Telefonla "20 dakika" olarak saptadığımız görüşmemiz, iki buçuk, üç saate uzanmıştı. Büyük çoğunluğunu "yazmamak" üzere söylediği şeyler, onun farklı kişiliğine de ortaya koyuyordu.
On yılı aşkın süredir, Diyarbakır ve OHAL Bölgesi'ne giderek gazetecilik yapıyorduk. Halkın Okkan'a beslediği güvenin bir başka mülki amire nasip olmadığını tespit etmiştik.
Sokaktaki insan, "Okkan Diyarbakır'a geldikten sonra polisler bize karşı daha saygılı davranmaya başladılar"diyordu.
Neydi bu "saygı" ölçüsü?
Onu da şöyle ifade ediyorlardı:
-Artık bize küfür etmezler.
Diyarbakırlı meslektaşlarımız da halkla Emniyet Müdürü arasındaki ilişkinin mizahi boyutlara ulaştığını anlatıyordu:
-Seyyar satıcılarda bile Gaffar Okkan'ın cep telefonunun numarası var. Bir polis gelip,'kaldırımı işgal etme' dese, hemen 'Gaffar Abimi ararım ha' diye polisleri tehdit ediyorlar.
Polisler, onu sever miydi?
Onun hakkındaki en kısa tanımlama şöyleydi:
- Diyarbakır'da polisler dışında herkes Gaffar Okkan'ı seviyor!
Emniyet Müdürü ile Hizbullah konusunu bitirince, yukarıdaki görüşü aktarmıştık. Önce bunu kabul etmedi. Bütün teşkilatın kendisini sevdiğini söyledi. Sonra da Diyarbakır'a ilk geldiği günden itibaren izlediği çizgiyi anlatmaya başladı:
- Buraya geldiğimde Emniyet Müdürlüğü'nün önündeki cadde trafiğe kapalıydı. Neden kapalı olduğunu sorduğumda 'bir arkadaşımızı vurdular' yanıtı aldım. Biz kendimizi koruyamazsak, kenti nasıl koruyacağız? Açın caddeyi dedim.
Okkan daha sonra Diyarbakır Emniyetinde uzun yıllar görev yapan çok sayıda personel olduğunu, bunun da görev anlayışı bakımından yıpratıcı bir etki yarattığını söyledi:
- "Burada 10 yıl, 12 yıl hatta 14 yıl görev yapmış memur var. Bu süreler normal değil. Aman müdürüm dışarı çıkmayın, ortam tehlikeli... Ben böyle bir şeyi kabul edemezdim. 'Hepimiz dışarı çıkacağız' dedim.

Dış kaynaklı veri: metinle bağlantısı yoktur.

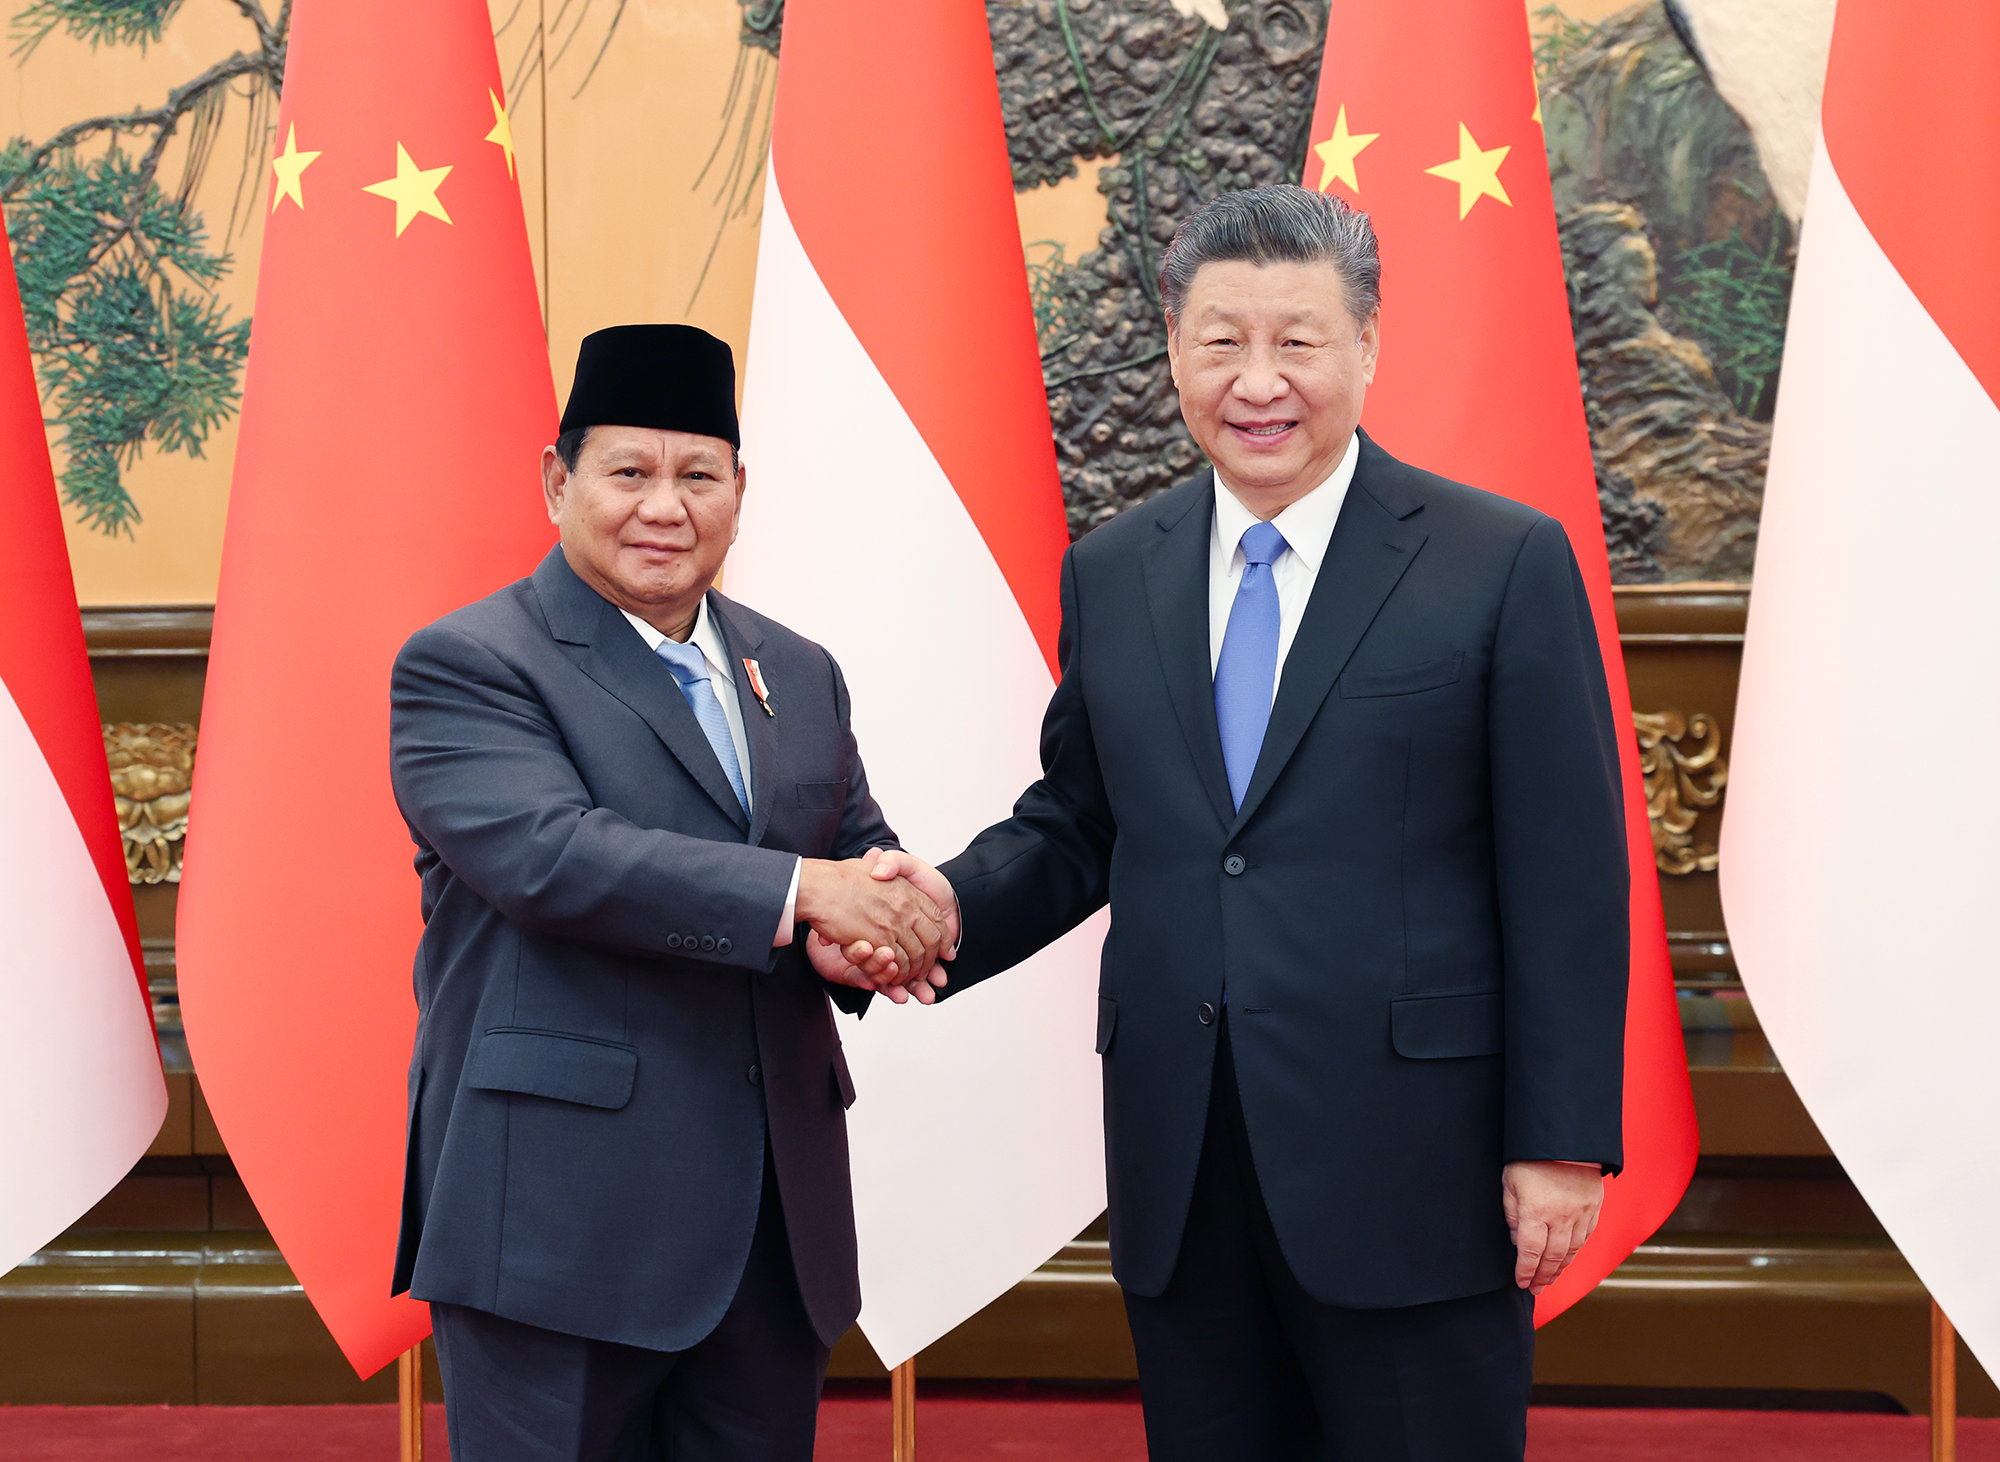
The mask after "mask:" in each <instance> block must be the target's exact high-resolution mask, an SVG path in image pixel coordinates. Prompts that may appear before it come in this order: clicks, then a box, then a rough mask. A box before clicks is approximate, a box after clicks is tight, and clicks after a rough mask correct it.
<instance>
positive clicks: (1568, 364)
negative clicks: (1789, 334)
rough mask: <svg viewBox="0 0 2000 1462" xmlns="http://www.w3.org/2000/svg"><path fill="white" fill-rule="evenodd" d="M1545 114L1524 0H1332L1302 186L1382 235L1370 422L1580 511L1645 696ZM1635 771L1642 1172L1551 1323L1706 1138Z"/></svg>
mask: <svg viewBox="0 0 2000 1462" xmlns="http://www.w3.org/2000/svg"><path fill="white" fill-rule="evenodd" d="M1540 118H1542V108H1540V102H1538V100H1536V92H1534V68H1532V60H1530V50H1528V18H1526V12H1524V10H1522V6H1520V0H1436V4H1430V6H1428V8H1426V10H1424V22H1422V24H1420V26H1418V24H1412V22H1410V8H1408V6H1406V4H1400V0H1334V6H1332V16H1330V18H1328V26H1326V62H1324V66H1322V68H1320V98H1318V106H1316V108H1314V116H1312V138H1310V148H1308V154H1306V178H1304V184H1306V186H1308V188H1320V190H1326V192H1338V194H1340V196H1342V198H1346V200H1348V202H1352V204H1356V206H1358V208H1364V210H1366V212H1368V214H1370V216H1372V218H1374V226H1376V234H1378V236H1380V240H1382V262H1384V280H1382V368H1380V374H1378V376H1376V384H1374V386H1372V388H1370V390H1368V408H1366V412H1364V416H1362V424H1364V426H1366V428H1368V432H1370V434H1372V436H1374V438H1376V440H1380V442H1382V446H1384V448H1388V450H1390V452H1394V454H1396V456H1400V458H1406V460H1410V462H1416V464H1418V466H1422V468H1428V470H1432V472H1440V474H1444V476H1448V478H1456V480H1458V482H1470V484H1472V486H1476V488H1486V490H1488V492H1504V494H1506V496H1510V498H1520V500H1522V502H1530V504H1534V506H1536V508H1540V510H1542V512H1546V514H1550V516H1554V518H1560V520H1562V526H1564V528H1566V530H1568V534H1570V546H1572V548H1574V550H1576V558H1578V562H1580V564H1582V570H1584V584H1586V586H1588V590H1590V604H1592V610H1594V612H1596V622H1598V644H1600V648H1602V650H1604V670H1606V674H1608V676H1610V690H1612V704H1614V706H1626V704H1630V694H1628V690H1626V678H1624V658H1622V654H1620V650H1618V624H1616V620H1614V616H1612V584H1610V568H1608V564H1606V556H1604V526H1602V520H1600V518H1598V490H1596V474H1594V470H1592V464H1590V436H1588V432H1586V430H1584V400H1582V390H1580V386H1578V378H1576V346H1574V344H1572V336H1570V306H1568V292H1566V288H1564V282H1562V254H1560V250H1558V246H1556V210H1554V204H1552V202H1550V190H1548V162H1546V154H1544V150H1542V120H1540ZM1624 778H1626V842H1628V848H1630V860H1632V974H1630V980H1632V986H1630V1000H1628V1006H1626V1088H1624V1148H1626V1168H1624V1172H1622V1174H1620V1176H1618V1178H1614V1180H1612V1182H1610V1184H1606V1196H1604V1216H1602V1220H1600V1224H1598V1232H1596V1236H1594V1238H1592V1240H1590V1244H1588V1246H1586V1248H1584V1252H1582V1256H1580V1258H1578V1260H1576V1264H1572V1266H1570V1270H1568V1272H1566V1274H1564V1276H1562V1278H1560V1280H1558V1282H1556V1284H1554V1286H1550V1288H1548V1290H1546V1292H1544V1294H1542V1300H1540V1304H1538V1306H1536V1318H1538V1320H1542V1322H1546V1320H1550V1318H1554V1316H1558V1314H1562V1310H1566V1308H1568V1306H1570V1304H1574V1302H1576V1300H1580V1298H1582V1296H1584V1294H1588V1292H1590V1288H1592V1286H1594V1284H1596V1282H1598V1280H1602V1278H1604V1276H1606V1274H1610V1272H1612V1270H1614V1268H1616V1266H1618V1264H1620V1262H1624V1258H1626V1256H1628V1254H1630V1252H1632V1250H1634V1248H1636V1246H1638V1244H1642V1242H1646V1238H1650V1236H1652V1232H1654V1230H1656V1228H1658V1226H1660V1222H1662V1220H1664V1218H1666V1216H1668V1214H1670V1212H1672V1210H1674V1204H1676V1202H1680V1194H1682V1192H1684V1190H1686V1186H1688V1178H1690V1176H1692V1172H1694V1156H1696V1146H1698V1140H1696V1130H1694V1100H1692V1096H1690V1092H1688V1058H1686V1048H1684V1046H1682V1038H1680V1014H1678V1010H1676V1002H1674V976H1672V968H1670V966H1668V958H1666V930H1664V922H1662V916H1660V884H1658V874H1656V872H1654V860H1652V834H1650V828H1648V822H1646V798H1644V792H1642V788H1640V774H1638V744H1636V738H1630V736H1628V738H1626V742H1624ZM1496 1202H1498V1198H1496Z"/></svg>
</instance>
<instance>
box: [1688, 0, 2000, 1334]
mask: <svg viewBox="0 0 2000 1462" xmlns="http://www.w3.org/2000/svg"><path fill="white" fill-rule="evenodd" d="M1996 78H2000V8H1996V6H1994V4H1992V0H1934V2H1932V4H1922V6H1912V4H1896V2H1894V0H1840V10H1838V12H1836V18H1834V46H1832V60H1830V64H1828V72H1826V96H1824V102H1822V116H1820V140H1818V154H1816V158H1814V166H1812V184H1810V192H1808V196H1806V220H1804V226H1802V232H1800V244H1798V276H1796V282H1794V286H1792V320H1790V330H1788V334H1786V344H1784V368H1782V374H1780V378H1778V418H1776V430H1774V438H1772V452H1770V478H1768V482H1766V488H1764V518H1762V528H1760V532H1758V552H1756V580H1754V586H1752V596H1750V626H1748V636H1746V642H1744V666H1742V688H1740V692H1738V698H1736V736H1734V748H1732V766H1730V798H1728V810H1726V816H1724V824H1722V906H1724V914H1726V916H1728V928H1730V944H1732V946H1734V950H1736V964H1738V968H1740V970H1742V978H1744V986H1746V988H1748V992H1750V1000H1752V1002H1754V1004H1756V1012H1758V1020H1760V1022H1762V1026H1764V1032H1766V1034H1768V1036H1770V1042H1772V1048H1774V1050H1776V1054H1778V1060H1782V1062H1784V1070H1786V1074H1788V1076H1790V1078H1792V1086H1794V1088H1798V1094H1800V1098H1802V1100H1804V1104H1806V1110H1808V1112H1810V1114H1812V1120H1814V1122H1818V1126H1820V1132H1824V1134H1826V1140H1828V1142H1830V1144H1832V1148H1834V1154H1836V1156H1838V1158H1840V1164H1842V1166H1844V1168H1846V1170H1848V1176H1852V1178H1854V1184H1856V1186H1858V1188H1860V1192H1862V1196H1864V1198H1866V1200H1868V1206H1870V1208H1874V1212H1876V1216H1878V1218H1880V1220H1882V1224H1884V1226H1886V1228H1888V1232H1890V1236H1892V1238H1894V1240H1896V1246H1898V1248H1900V1250H1902V1252H1904V1256H1906V1258H1908V1260H1910V1264H1912V1268H1914V1270H1916V1274H1918V1278H1922V1280H1924V1284H1926V1286H1928V1288H1930V1292H1932V1294H1934V1296H1936V1298H1938V1302H1940V1304H1942V1306H1944V1310H1946V1314H1950V1318H1952V1320H1954V1322H1956V1324H1958V1330H1960V1334H1964V1338H1966V1342H1968V1344H1970V1346H1972V1350H1974V1352H1976V1354H1978V1356H1980V1360H1982V1362H1984V1364H1986V1368H1988V1370H1994V1368H2000V1268H1996V1266H1994V1252H1992V1242H1994V1222H1996V1214H2000V1060H1996V1058H1994V1042H1996V1034H2000V954H1996V952H1994V950H1996V944H1994V920H1992V910H1994V900H1996V892H1994V890H1996V888H2000V836H1996V832H1994V826H1996V822H2000V806H1996V796H1994V750H1992V748H1994V738H1996V736H2000V652H1996V648H1994V646H2000V574H1996V572H1994V546H1996V544H2000V268H1996V264H2000V80H1996Z"/></svg>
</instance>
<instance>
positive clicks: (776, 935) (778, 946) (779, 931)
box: [770, 858, 806, 950]
mask: <svg viewBox="0 0 2000 1462" xmlns="http://www.w3.org/2000/svg"><path fill="white" fill-rule="evenodd" d="M804 866H806V860H804V858H798V860H794V862H792V886H790V888H788V890H786V894H784V916H782V918H780V920H778V934H776V936H774V938H772V942H770V946H772V948H774V950H782V948H784V946H786V944H790V942H792V934H794V932H796V924H798V874H800V870H802V868H804Z"/></svg>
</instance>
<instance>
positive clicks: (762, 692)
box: [744, 656, 778, 716]
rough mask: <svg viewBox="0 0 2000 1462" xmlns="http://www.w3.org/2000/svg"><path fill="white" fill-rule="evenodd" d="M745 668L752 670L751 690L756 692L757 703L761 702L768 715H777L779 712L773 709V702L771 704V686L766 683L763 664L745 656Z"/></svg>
mask: <svg viewBox="0 0 2000 1462" xmlns="http://www.w3.org/2000/svg"><path fill="white" fill-rule="evenodd" d="M744 670H748V672H750V690H754V692H756V704H760V706H762V708H764V714H766V716H776V714H778V712H776V710H772V704H770V686H766V684H764V670H762V666H758V662H756V660H752V658H750V656H744Z"/></svg>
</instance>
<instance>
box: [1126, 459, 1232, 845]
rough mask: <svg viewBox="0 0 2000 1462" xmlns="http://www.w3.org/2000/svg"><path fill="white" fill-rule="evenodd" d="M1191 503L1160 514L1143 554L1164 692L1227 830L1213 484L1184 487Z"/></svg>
mask: <svg viewBox="0 0 2000 1462" xmlns="http://www.w3.org/2000/svg"><path fill="white" fill-rule="evenodd" d="M1186 492H1188V500H1186V502H1184V504H1182V506H1180V510H1178V514H1176V512H1172V510H1170V512H1166V514H1162V516H1160V518H1158V520H1156V522H1158V528H1160V532H1158V534H1156V536H1154V538H1152V542H1148V544H1146V546H1144V548H1142V550H1140V562H1142V572H1144V576H1146V604H1148V608H1150V610H1152V642H1154V648H1156V650H1158V652H1160V668H1162V670H1164V672H1166V692H1168V696H1170V698H1172V702H1174V718H1176V720H1178V722H1180V734H1182V736H1184V738H1186V742H1188V754H1190V756H1192V758H1194V774H1196V776H1198V778H1200V782H1202V790H1204V792H1208V800H1210V804H1212V806H1214V810H1216V818H1220V820H1222V824H1224V826H1226V824H1228V822H1230V820H1232V818H1234V816H1236V810H1234V808H1232V806H1230V778H1228V770H1226V768H1224V764H1222V732H1218V730H1216V676H1214V670H1212V668H1210V664H1208V536H1210V524H1212V522H1214V512H1216V502H1214V478H1212V476H1202V478H1196V480H1194V482H1190V484H1188V486H1186Z"/></svg>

Sarkıntılık eden "polis" çıkınca
Gaffar Okkan kendisini "sevemeyen" memurlar için de bir örnek vermişti:
- Bir polis memuru eşiyle çarşıya çıkmış. Karısı manav tezgahından meyve seçerken, adamın biri gelip elle sarkıntılık yapıyor. Tabii yakalanıyor, karakola getiriliyor ki, bir de ne görelim? Sarkıntılık yapan da polis değil mi? Ben öyle açığa alma, hakkında soruşturma başlatma, gibi şeylerle yetinmem. Kesmez böyle şeyler beni... Çağırdım buraya, 'ulan polisin karısına böyle yaparsan, halka ne yapmazsın?' diye yıktım şuraya... Tabii bu memur, haliyle beni sevmez.
Teşkilat içinde ciddi operasyonlar yürütüyordu
Gaffar Okkan, Diyarbakır'da Emniyet Teşkilatı içinde ciddi operasyonlar yürütüyordu. Teşkilat içinde suç örgütleri oluşmuştu. Bize o tarihte "yazılmamak" üzere anlattıklarından bir bölümü daha sonra yargıya intikal ederek kamuoyuna açıklandı.
Hizbullah operasyonu sürerken bile, Emniyet içindeki "minimize çeteler" faaliyetlerini sürdürüyordu. Okkan bunları da şöyle anlatıyordu:
"Bir trafikçi, bir terörle mücadeleden, biri de narkotikten üç memur, vatandaşın evine gidiyorlar, tek kırma bir av tüfeği buluyorlar. Eğer 300 milyon lira vermezse, örgüt yatakçısı olarak kendisini gözaltına alacaklarını söylüyorlar. Vatandaş geldi bana. Aldım arabama bütün şehri dolaştık, trafik memurunu bulduk. İşte bu dedi... O da itiraz etmedi. Sonra diğerlerini açığa aldık. Ee bunlar da sevmezler tabii beni.
Gaffar Okkan, uyuşturucu kaçakçılığı yapan polis memurlarının sonuçta 15 yıl hapis cezasına mahkum olduğu iç operasyonlar yaptı.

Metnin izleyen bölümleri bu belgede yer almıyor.